What we call physics today wouldn't qualify as physics in Ancient Greece, where they described how the world actually works, and not bothering with this empiricism nonsense.
It's not revisionist to say that and engineering texts are engineering texts rather than physics texts, it's just properly classifying them.
I'm not sure whether the ancient Greeks really had a concept of "physics" as a dedicated discipline like we do today- they would probably put a lot of what we do under the umbrella of "natural philosophy". The separation of pure natural science into distinct branches is a relatively recent phenomenon. The separation between pure science and engineering on the other hand is quite old.
The Greek very much had a concept of Physics.
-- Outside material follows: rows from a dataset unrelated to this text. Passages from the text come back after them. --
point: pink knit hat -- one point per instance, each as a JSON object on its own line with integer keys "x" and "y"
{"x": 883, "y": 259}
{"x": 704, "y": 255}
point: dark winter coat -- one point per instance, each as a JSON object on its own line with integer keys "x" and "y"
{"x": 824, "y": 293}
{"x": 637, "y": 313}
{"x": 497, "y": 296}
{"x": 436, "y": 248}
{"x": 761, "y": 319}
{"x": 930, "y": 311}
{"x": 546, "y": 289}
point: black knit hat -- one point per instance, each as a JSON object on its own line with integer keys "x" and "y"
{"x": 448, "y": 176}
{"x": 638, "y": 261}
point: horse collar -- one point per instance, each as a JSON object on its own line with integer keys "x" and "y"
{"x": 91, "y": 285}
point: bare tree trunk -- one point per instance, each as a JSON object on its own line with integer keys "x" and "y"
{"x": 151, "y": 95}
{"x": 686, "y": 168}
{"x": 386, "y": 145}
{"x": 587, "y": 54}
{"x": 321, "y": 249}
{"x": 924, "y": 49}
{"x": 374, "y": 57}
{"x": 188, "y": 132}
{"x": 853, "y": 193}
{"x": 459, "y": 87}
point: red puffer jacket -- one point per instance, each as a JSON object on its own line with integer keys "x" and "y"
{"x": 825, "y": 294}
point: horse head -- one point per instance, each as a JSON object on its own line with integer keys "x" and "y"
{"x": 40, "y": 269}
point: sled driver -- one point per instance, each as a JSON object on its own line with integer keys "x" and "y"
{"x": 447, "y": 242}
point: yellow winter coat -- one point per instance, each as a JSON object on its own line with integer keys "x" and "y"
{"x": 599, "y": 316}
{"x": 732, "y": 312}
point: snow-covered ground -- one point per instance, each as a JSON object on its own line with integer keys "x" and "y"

The word physics comes from the Latin physica ('study of nature'), which itself is a borrowing of the Greek φυσική (phusikḗ 'natural science'), a term derived from φύσις (phúsis 'origin, nature, property') (Wikipedia)
Also note that Aristotelian physics was the dominant paradigm in Europe almost until Newton.
There's an argument to be had that engineering didn't exist as a science until recently. Several of the more famous engineering treatises name it as crafting.
I say we should go back to calling engineering crafting. Furthermore, physics ought to be natureken, and science ought to be worldken. We could call atomic theory uncleftish beholding.